Reported by Q13 Fox, an advisory committee to the U.S. Food & Drug Administration (FDA) has unanimously recommended that the FDA approve a CBD-based medication for the treatment of epilepsy. Epidiolex, an orally-administered CBD-based medication, is scheduled to visit before the FDA for a vote on whether to release it to a small group of patients struggling with severe epilepsy.

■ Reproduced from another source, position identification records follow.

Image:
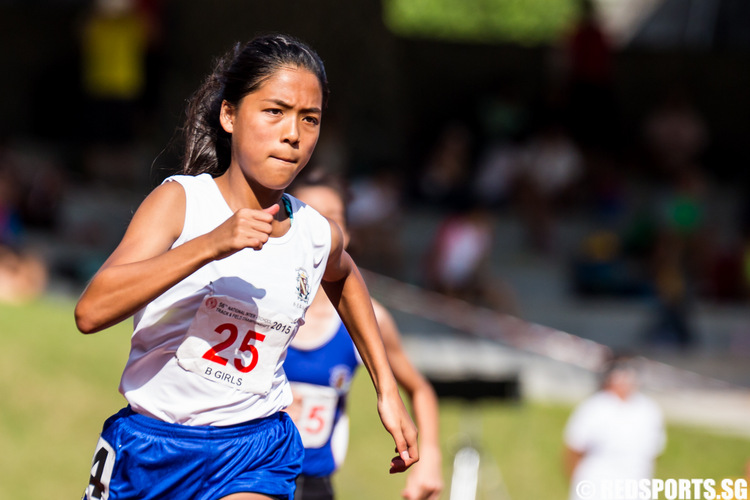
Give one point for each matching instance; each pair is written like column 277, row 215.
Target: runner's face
column 275, row 129
column 328, row 202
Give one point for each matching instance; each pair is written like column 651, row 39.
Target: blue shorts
column 142, row 458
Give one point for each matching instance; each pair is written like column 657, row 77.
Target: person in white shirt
column 613, row 437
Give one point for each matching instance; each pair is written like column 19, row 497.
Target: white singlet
column 210, row 350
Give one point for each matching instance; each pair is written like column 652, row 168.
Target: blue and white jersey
column 321, row 375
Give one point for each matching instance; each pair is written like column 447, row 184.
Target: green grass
column 58, row 386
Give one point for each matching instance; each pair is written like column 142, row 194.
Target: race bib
column 234, row 344
column 317, row 411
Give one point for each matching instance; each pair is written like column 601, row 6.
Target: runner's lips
column 285, row 160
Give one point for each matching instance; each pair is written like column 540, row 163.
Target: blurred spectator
column 675, row 134
column 374, row 211
column 615, row 434
column 446, row 173
column 680, row 257
column 592, row 108
column 114, row 46
column 114, row 52
column 23, row 275
column 458, row 262
column 497, row 169
column 551, row 170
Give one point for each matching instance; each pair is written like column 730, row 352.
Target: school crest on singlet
column 303, row 288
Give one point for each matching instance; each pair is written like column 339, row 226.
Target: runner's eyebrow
column 285, row 105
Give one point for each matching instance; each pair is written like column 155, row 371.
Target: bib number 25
column 248, row 344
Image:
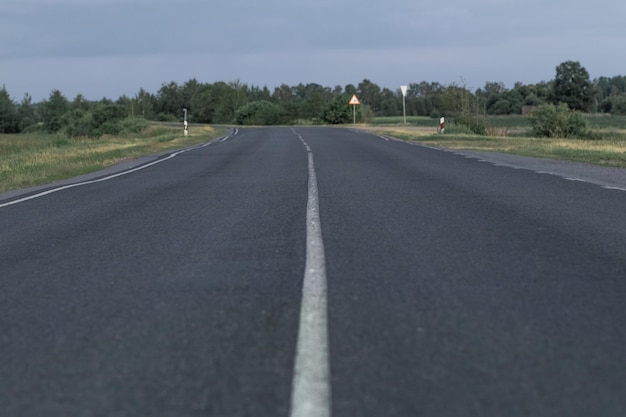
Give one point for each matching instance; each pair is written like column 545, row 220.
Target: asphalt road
column 457, row 284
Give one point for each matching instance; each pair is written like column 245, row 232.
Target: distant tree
column 338, row 111
column 26, row 113
column 8, row 113
column 390, row 103
column 53, row 110
column 572, row 86
column 370, row 94
column 263, row 113
column 170, row 101
column 558, row 121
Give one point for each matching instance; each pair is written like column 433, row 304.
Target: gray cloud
column 114, row 47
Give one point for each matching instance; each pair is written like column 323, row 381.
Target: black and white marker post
column 185, row 124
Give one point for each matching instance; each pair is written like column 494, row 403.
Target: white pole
column 185, row 124
column 404, row 108
column 404, row 89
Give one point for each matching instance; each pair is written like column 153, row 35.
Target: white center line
column 310, row 396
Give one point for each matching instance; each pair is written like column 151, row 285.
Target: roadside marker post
column 354, row 101
column 404, row 89
column 185, row 124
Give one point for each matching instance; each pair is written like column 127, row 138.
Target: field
column 511, row 134
column 33, row 159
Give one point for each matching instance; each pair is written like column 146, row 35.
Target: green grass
column 33, row 159
column 609, row 151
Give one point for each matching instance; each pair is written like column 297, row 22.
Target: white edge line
column 310, row 396
column 110, row 177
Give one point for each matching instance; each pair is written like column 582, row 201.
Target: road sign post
column 354, row 101
column 404, row 89
column 185, row 124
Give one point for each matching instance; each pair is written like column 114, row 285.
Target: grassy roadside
column 610, row 151
column 33, row 159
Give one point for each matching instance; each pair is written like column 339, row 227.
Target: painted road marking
column 110, row 177
column 310, row 395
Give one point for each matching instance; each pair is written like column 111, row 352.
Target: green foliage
column 558, row 121
column 572, row 86
column 261, row 113
column 53, row 111
column 338, row 111
column 8, row 113
column 476, row 125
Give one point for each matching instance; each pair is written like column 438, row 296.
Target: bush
column 471, row 124
column 559, row 121
column 261, row 113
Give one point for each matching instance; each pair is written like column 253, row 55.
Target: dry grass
column 28, row 160
column 609, row 152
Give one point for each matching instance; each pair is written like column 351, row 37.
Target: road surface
column 436, row 284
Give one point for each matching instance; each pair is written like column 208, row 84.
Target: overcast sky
column 109, row 48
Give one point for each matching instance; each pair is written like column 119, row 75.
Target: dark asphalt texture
column 456, row 287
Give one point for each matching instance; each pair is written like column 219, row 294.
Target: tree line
column 240, row 103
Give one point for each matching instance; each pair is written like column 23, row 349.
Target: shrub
column 471, row 124
column 261, row 113
column 559, row 121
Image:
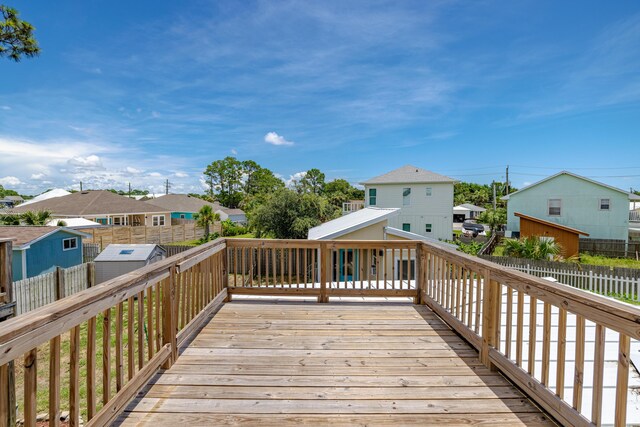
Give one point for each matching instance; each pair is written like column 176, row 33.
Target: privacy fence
column 594, row 278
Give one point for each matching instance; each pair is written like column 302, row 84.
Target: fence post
column 325, row 262
column 490, row 318
column 169, row 315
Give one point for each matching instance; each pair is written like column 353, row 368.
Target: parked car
column 471, row 225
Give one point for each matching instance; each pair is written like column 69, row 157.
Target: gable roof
column 181, row 203
column 408, row 174
column 95, row 202
column 351, row 222
column 549, row 178
column 550, row 224
column 413, row 236
column 24, row 235
column 128, row 252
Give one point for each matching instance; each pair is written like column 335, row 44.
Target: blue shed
column 38, row 250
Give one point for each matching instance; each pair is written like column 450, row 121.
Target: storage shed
column 116, row 260
column 567, row 237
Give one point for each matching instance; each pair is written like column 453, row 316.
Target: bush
column 230, row 229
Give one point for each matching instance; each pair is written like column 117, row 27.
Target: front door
column 348, row 265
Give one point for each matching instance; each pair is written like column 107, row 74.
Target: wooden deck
column 266, row 363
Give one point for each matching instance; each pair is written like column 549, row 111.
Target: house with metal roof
column 424, row 198
column 40, row 249
column 182, row 206
column 103, row 207
column 573, row 201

The committee’s unanimous vote of approval happened after reviewing data submitted from medication’s developer, U.K.-based biopharmaceutical company GW Pharmaceuticals PLC. The product was specifically developed for three severe forms of epilepsy, including Dravet Syndrome, which begins in the first year of life, Lennox-Gastaut Syndrome, which presents with multiple kinds of seizures, and tuberous sclerosis complex, which presents in infancy. While FDA approval would be specific to prescriptions for these conditions, doctors would have latitude to prescribe the product for “off label” applications.
As Indicating By Shauna Garris, a pharmacist, pharmacy clinical specialist and adjunct assistant professor at the University of North Carolina’s Eshelman School of Pharmacy, adverse effects including negative drug interactions are of concern:
“There have been side effects associated with it, and it appears a lot of the side effects were in conjunction with other medications, which is a concern, because most of those patients are on other medications… that’s not uncommon for antiepileptic medications. Most of our antiepileptic medications have terrible side effects and interact with each other.”
In a statement from GW Pharmaceuticals, the company explained that in separate clinical trials, Epidiolex effected, “significantly greater reductions” in certain kinds of seizures for those administered the product compared with those who were not.